Here's the favorite so far.

Gateau de Poire - Pear Cake.
I love this cake. 
Maybe because it's not too sweet? Maybe because of that to-die-for that crispy outside edge? Maybe because it's actually pretty quick to make and requires no fancy shmancy ingredients? Or maybe because the fruit choices are somewhat interchangeable depending on what is flooding my kitchen? Whatever it is, I hope you try this one. 
And grab your springform pan.


12 tablespoons butter - divided.
1 1/3 cups all-purpose flour.
6 firm pears.
1 cup + 2 tablespoons of sugar.
1 tsp baking powder.
1/2 teaspoon salt.
1 lemon - zest and juice.
3 large eggs.


Peel, core and chop 4 of the pears. I like big chunks.
In your stand mixer - place the flour, baking powder, salt and 1 cup of the sugar.
Zest the lemon into this mixture and give it a light stir.
Set aside.

In a large skillet melt 2 tablespoons of the butter.
To this pan add the chopped pears + juice from half of the lemon + the remaining 2 tablespoons of sugar.
Medium to medium high heat.
Give it all a good stir and cook about 15 minutes - until the pears have softened but are still firm and until there is almost no liquid left in the pan.
Stir frequently to make sure the guys on the bottom don't get too crispy.

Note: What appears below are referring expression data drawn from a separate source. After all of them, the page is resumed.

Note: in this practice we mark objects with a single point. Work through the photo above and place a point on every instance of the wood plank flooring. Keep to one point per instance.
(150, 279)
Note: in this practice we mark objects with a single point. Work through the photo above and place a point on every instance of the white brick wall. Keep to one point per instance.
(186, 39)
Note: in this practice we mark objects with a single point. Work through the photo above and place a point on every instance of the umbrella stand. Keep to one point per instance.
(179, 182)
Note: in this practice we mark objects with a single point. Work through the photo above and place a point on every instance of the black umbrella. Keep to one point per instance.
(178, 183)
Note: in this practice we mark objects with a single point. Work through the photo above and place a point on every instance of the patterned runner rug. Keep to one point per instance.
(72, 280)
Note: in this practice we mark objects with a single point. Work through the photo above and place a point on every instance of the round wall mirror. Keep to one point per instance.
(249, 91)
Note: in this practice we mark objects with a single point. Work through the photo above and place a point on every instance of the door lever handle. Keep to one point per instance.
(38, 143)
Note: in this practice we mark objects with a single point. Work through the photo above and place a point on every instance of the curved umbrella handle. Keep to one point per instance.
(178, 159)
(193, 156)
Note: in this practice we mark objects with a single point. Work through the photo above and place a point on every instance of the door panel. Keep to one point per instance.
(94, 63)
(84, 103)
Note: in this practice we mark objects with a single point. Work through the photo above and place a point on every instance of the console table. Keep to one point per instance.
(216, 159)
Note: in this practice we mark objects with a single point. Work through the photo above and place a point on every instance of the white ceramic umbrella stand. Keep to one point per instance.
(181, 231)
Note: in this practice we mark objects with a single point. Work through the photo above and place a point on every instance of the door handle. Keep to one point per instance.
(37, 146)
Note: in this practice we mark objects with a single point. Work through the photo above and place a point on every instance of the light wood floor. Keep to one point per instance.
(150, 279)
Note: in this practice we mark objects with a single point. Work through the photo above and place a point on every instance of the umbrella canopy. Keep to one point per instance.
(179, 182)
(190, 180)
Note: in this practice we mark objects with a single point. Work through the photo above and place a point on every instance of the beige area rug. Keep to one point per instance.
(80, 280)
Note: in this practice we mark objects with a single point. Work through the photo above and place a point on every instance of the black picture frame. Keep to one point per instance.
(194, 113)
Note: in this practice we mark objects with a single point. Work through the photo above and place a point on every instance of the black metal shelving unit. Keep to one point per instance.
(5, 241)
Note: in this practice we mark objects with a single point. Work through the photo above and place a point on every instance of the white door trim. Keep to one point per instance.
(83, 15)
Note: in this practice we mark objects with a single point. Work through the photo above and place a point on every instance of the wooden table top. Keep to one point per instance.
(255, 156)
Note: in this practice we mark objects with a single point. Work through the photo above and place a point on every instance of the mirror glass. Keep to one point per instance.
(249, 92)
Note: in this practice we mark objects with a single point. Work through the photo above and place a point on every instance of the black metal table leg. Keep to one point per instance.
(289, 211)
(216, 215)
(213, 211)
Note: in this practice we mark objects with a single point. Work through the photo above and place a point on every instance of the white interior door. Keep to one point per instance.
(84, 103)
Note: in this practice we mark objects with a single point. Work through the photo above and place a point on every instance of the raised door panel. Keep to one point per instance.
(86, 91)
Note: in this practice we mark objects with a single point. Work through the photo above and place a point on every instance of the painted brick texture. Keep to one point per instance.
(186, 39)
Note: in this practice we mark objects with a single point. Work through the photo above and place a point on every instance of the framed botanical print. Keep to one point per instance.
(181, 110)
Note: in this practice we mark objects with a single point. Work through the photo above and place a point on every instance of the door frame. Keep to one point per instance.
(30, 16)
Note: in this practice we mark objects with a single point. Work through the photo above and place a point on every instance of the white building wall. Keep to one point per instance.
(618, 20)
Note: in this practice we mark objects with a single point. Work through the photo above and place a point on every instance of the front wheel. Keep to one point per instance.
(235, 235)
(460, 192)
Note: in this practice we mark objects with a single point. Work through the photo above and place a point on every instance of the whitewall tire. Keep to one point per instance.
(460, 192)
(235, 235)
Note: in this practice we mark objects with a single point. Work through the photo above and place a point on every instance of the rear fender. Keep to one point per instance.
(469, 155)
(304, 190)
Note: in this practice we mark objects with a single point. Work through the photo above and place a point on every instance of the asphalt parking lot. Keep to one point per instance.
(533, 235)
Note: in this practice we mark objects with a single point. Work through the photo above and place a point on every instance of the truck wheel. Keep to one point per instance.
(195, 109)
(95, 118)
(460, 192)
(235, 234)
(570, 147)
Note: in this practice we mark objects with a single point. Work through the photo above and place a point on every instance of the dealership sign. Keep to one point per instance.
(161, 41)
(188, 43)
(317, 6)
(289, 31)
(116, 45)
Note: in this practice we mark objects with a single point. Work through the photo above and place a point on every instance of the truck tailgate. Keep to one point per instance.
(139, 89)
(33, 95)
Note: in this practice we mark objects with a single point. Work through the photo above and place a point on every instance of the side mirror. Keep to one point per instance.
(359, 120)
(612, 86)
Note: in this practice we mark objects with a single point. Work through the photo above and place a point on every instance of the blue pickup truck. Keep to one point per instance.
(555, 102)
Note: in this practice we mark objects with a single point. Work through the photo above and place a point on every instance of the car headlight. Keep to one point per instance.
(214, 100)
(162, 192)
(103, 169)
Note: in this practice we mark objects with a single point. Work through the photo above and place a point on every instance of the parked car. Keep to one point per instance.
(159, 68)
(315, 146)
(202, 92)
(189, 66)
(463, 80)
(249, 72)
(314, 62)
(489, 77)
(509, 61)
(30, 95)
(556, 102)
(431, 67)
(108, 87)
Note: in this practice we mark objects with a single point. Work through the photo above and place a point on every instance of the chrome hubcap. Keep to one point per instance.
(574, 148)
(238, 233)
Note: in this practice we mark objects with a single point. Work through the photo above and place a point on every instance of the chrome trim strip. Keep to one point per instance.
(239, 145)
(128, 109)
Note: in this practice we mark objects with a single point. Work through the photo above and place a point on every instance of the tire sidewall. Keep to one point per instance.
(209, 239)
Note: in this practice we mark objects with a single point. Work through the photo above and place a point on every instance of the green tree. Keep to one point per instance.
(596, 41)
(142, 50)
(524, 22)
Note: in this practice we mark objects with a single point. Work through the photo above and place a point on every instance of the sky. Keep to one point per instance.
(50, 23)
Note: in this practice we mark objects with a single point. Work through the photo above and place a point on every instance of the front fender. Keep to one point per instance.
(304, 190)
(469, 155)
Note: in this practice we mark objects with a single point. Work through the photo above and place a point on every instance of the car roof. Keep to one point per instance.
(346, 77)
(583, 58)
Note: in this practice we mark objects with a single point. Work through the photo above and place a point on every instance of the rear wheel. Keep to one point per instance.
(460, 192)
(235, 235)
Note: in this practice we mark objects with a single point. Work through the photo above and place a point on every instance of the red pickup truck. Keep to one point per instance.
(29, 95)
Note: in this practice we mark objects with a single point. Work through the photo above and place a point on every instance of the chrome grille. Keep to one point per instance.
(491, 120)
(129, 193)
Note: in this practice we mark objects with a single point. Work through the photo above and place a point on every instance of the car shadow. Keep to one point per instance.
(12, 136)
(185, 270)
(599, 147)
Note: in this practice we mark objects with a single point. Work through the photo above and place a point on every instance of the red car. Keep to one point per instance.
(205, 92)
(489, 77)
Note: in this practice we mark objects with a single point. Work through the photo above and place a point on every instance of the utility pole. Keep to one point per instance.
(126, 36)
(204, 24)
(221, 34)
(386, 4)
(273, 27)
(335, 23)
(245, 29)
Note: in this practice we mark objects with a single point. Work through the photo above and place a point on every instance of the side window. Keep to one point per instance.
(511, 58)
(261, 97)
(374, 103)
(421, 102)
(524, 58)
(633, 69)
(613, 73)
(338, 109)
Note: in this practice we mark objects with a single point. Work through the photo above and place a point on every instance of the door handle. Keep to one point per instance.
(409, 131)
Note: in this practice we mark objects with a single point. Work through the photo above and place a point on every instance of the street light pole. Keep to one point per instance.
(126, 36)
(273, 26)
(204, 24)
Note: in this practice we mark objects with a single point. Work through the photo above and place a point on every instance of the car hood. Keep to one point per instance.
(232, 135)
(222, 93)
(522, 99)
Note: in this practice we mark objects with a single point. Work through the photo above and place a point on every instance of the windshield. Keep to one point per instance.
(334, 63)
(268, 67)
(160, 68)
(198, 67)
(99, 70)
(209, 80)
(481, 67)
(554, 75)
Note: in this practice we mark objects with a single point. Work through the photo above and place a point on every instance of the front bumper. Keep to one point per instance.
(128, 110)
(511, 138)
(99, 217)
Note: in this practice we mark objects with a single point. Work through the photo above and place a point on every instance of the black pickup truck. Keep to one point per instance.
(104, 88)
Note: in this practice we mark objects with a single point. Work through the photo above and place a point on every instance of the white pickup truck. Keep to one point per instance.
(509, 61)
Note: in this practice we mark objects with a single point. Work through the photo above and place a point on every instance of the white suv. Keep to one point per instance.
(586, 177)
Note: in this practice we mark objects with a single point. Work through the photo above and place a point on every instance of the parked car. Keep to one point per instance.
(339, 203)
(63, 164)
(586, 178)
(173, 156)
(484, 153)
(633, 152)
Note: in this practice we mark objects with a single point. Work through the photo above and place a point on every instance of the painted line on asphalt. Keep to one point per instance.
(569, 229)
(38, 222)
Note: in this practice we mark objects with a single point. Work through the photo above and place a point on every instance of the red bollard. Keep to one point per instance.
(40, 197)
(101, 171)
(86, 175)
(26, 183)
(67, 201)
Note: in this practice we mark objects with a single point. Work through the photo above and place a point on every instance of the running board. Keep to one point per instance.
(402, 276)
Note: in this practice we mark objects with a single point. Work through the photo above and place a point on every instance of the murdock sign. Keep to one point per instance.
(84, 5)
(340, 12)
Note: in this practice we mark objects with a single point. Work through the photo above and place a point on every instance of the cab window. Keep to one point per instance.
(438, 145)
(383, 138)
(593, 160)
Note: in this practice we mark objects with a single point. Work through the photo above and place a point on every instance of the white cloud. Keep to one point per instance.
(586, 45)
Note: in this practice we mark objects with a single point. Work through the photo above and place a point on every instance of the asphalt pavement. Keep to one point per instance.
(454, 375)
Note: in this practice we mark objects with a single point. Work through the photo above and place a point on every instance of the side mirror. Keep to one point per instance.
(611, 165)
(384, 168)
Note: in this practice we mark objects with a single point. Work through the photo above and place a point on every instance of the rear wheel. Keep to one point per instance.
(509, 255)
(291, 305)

While the pears are cooking, melt the remaining 10 tablespoons of butter and let cool slightly.
Prep your spring form pan. Either butter and flour the inside really well - or use a nonstick spray.
Oven to 350 - middle rack.
Peel and slice the remaining 2 pears.
You need these to make the top all pretty (this is also totally optional)
I only wanted the pieces that were about the same length and pretty for decorating. The pieces from the sides that are too small, I chopped these in half and threw them in with the pears on the stove (no waste)
Use the last half of your lemon over the tops of these pears and give them all a rub - just make sure they are all coated with lemon juice. This helps to keep the fruit from turning yellow/brown ick.
Set aside.

Back to the stand mixer - give all that stuff a good mix. 
Add the eggs. 
Mix well.
Add the melted butter.
Mix just until most is incorporated.
There may be a little butter floating around the edge and that is fine.
Finish mixing the batter by hand.

Time to assemble the cake!
Scoop the cooked pears into your prepared pan.
Pour the batter over the top.
Level it out as best you can.
Arrange your pear slices all around the top.
Skinniest parts of the sliced pears need to be in the center.
Wide part of the pears on the outside edge.
Into the oven this goes for 35 minutes.
Check the center with a toothpick - a little crumb sticking to the toothpick is a good thing.

Remove and let cool for a couple hours IN the springform pan.